Assess it then RSS it
Although not a new application (around since about 1999), RSS delivers web content via something called a feed reader. According to Wikipedia, “The RSS reader checks the user's subscribed feeds regularly for new work [content], downloads any updates that it finds, and provides a user interface to monitor and read the feeds. RSS allows users to avoid manually inspecting all of the websites they are interested in, and instead subscribe to websites such that all new content is pushed onto their browsers when it becomes available.”
RSS allows you to save time by automatically picking out the information from the sites that interest you — in this case, job alerts or any content related to career. Time Atlas lists other benefits of using RSS feeds:
- The feeds work in a variety of feed readers.
- You can read the feed when it suits you.
- You don’t have to give anyone your email address.
- You can unsubscribe.
- They’re free.
As for feed readers, once you download them (for free), they can simply be an icon on your desktop that downloads all the information that you’ve subscribed to. You can read it (the accumulated, downloaded information) at your convenience. There are many feed readers you can choose to install. For example, What Is RSS lists Amphetadesk (Windows, Linux, Mac), FeedReader (Windows), and NewsGator (Windows — integrates with Outlook). The What Is RSS site explains that, “[o]nce you have your feed reader, it is a matter of finding sites that syndicate content and adding their RSS feed to the list of feeds your feed reader checks. Many sites display a small icon with the acronyms RSS, XML, or RDF to let you know a feed is available.”
Alert your inbox
Another way of having job postings (and career-related items) delivered to you is via alerts, for example through Google. By entering a keyword term you can get relevant items in your inbox on a regular basis through a search engine. Here’s an example:
Google - go to Google Alerts and enter the terms in the search query, for example, “administrative assistant, jobs, Toronto” (you can be more specific by entering the name of the company you’re thinking of working at or entering the name of the employment site — like Workopolis — where this job posting may appear). Next you fill out where you want the jobs to come from — blogs, news sites, discussions, etc. — in the result type box. Follow this by specifying how often you want the alert to be delivered, how many results and finally, enter your email address where the results should appear. I use Google Alerts all the time to find articles and news on “career” and “employment” (my search terms), for example.
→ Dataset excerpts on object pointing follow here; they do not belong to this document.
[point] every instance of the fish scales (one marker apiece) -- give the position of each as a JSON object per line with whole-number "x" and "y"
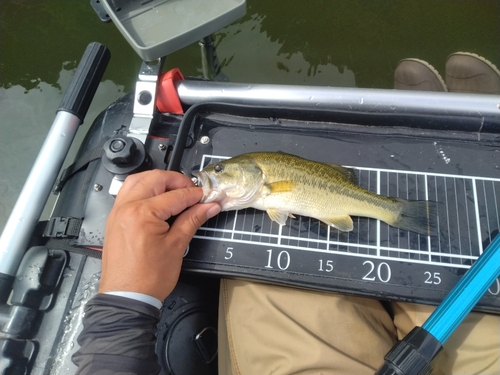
{"x": 320, "y": 188}
{"x": 284, "y": 184}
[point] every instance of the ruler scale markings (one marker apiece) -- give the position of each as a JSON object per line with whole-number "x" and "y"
{"x": 478, "y": 218}
{"x": 358, "y": 243}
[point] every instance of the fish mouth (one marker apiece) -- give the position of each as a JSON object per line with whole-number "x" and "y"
{"x": 211, "y": 191}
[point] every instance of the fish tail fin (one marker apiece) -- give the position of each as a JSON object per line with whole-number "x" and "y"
{"x": 417, "y": 216}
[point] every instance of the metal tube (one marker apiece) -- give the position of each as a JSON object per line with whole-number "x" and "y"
{"x": 29, "y": 206}
{"x": 345, "y": 99}
{"x": 17, "y": 232}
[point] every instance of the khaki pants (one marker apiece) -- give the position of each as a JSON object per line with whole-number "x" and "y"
{"x": 268, "y": 329}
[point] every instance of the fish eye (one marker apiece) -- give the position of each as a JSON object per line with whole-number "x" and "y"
{"x": 218, "y": 168}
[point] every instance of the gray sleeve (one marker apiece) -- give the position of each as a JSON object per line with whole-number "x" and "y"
{"x": 118, "y": 337}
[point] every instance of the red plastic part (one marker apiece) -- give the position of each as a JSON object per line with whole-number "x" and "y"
{"x": 167, "y": 99}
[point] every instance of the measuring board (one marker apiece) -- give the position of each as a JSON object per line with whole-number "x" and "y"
{"x": 374, "y": 259}
{"x": 377, "y": 252}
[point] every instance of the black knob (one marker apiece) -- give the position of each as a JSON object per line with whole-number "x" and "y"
{"x": 120, "y": 150}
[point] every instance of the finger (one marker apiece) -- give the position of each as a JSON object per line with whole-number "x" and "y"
{"x": 174, "y": 202}
{"x": 151, "y": 183}
{"x": 188, "y": 222}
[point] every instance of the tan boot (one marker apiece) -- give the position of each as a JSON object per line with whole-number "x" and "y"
{"x": 415, "y": 74}
{"x": 470, "y": 73}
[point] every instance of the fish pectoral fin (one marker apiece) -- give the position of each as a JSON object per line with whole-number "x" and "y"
{"x": 283, "y": 186}
{"x": 342, "y": 223}
{"x": 236, "y": 192}
{"x": 278, "y": 216}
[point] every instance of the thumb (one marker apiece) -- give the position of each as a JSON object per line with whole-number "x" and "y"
{"x": 189, "y": 221}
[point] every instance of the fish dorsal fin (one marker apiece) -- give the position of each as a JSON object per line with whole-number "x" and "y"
{"x": 283, "y": 186}
{"x": 342, "y": 223}
{"x": 348, "y": 173}
{"x": 278, "y": 215}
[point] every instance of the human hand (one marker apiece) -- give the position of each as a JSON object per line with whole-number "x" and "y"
{"x": 142, "y": 253}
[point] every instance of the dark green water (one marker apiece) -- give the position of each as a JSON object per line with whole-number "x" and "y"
{"x": 331, "y": 43}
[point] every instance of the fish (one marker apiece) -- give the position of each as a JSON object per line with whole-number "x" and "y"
{"x": 285, "y": 185}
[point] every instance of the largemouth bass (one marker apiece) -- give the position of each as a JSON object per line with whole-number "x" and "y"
{"x": 282, "y": 185}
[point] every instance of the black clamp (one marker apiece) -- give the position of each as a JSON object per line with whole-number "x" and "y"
{"x": 63, "y": 227}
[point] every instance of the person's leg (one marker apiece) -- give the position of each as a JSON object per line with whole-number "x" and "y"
{"x": 277, "y": 330}
{"x": 415, "y": 74}
{"x": 470, "y": 73}
{"x": 472, "y": 349}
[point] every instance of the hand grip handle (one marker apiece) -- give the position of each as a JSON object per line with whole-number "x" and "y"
{"x": 87, "y": 77}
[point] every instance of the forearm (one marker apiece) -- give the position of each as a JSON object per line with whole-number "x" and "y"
{"x": 118, "y": 337}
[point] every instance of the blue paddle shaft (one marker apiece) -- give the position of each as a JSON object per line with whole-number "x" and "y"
{"x": 464, "y": 296}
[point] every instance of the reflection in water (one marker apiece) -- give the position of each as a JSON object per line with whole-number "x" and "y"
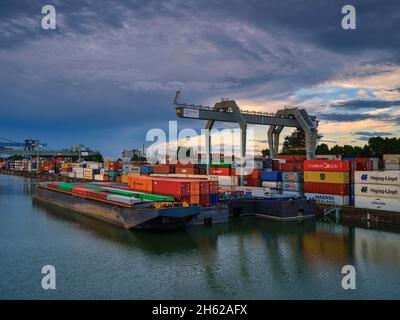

Most if not all job sites have the alerts option set up — you can subscribe to it as soon as you register for the site and provide your email address. An example of this type of service can be seen at Charity Village, a popular job site for nonprofit and like-minded professionals.
Check out Service Canada’s RSS service to see how you can sign up for free job alerts as soon as they come up in the career area and the city and province of your choice. It’s also important to note that you can get job alerts from specific companies that you target if they have the job alerts option. You can also subscribe to the alerts to simply be able to follow the news about the company that you’re after so that you can be aware of situations such as planned job openings, department cuts and expansions, and so on. If you ever make it to the interview, such insider knowledge will demonstrate how well you’d fit in the company and how diligent you are with your research.